Page:Courteline - Les Linottes, 1899.djvu/61

Cette page n’a pas encore été corrigée

Là-dessus, ayant terminé, Frédéric Hamiet dit :

— Voilà.

Autour de la planchette de bois qui le maintenait grand déployé, comme une hampe son drapeau, il emmaillota le journal dont il venait de se servir.

— Hein ? fit-il à ses auditeurs d’une voix où s’épanouissait la légitime fierté de soi-même ! Voilà qui est nouveau et bien fait ! et je crois que ça y est un peu, cette affaire-là !

— Eh eh ! dit simplement Cozal, gardant une prudente réserve.

Mais Marthe :

— Tu te moques de nous, je pense ?

Hamiet s’étonna :

— Qui ? Moi ? Non.

— Non ? reprit Marthe. Ainsi, c’est gravement, c’est sans rire, que tu viens demander notre avis ? Tu ne vois pas que cela est grotesque ? d’une bouffonnerie à faire hurler ?

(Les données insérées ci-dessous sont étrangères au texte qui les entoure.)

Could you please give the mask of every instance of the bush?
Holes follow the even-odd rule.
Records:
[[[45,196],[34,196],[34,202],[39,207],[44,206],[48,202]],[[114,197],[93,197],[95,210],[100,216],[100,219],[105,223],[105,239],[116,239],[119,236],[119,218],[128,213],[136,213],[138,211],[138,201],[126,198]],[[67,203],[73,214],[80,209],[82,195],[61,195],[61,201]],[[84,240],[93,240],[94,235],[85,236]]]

Elle s’emportait, révoltée dans son instinctive droiture, dans la logique rationnelle de ses vues un peu terre à terre ; heureuse aussi de l’occasion qui s’offrait de livrer l’homme qu’elle n’aimait pas à la moquerie de celui qu’elle aimait. Et quand elle eut déversé tout son fiel, s’écriant : « Tu ne vois pas qu’un article pareil serait du jour au lendemain l’effondrement du journal qui aurait eu la folie de l’insérer ? », Hamiet parut frappé tout de même.

— Tu crois ? fit-il. Au fait, tu as peut-être raison.

Puis, pleinement désintéressé, en grand seigneur qui a le moyen de jeter l’argent par les fenêtres :

— Ça m’est bien égal, du reste ; ce ne sont par les idées qui me manquent.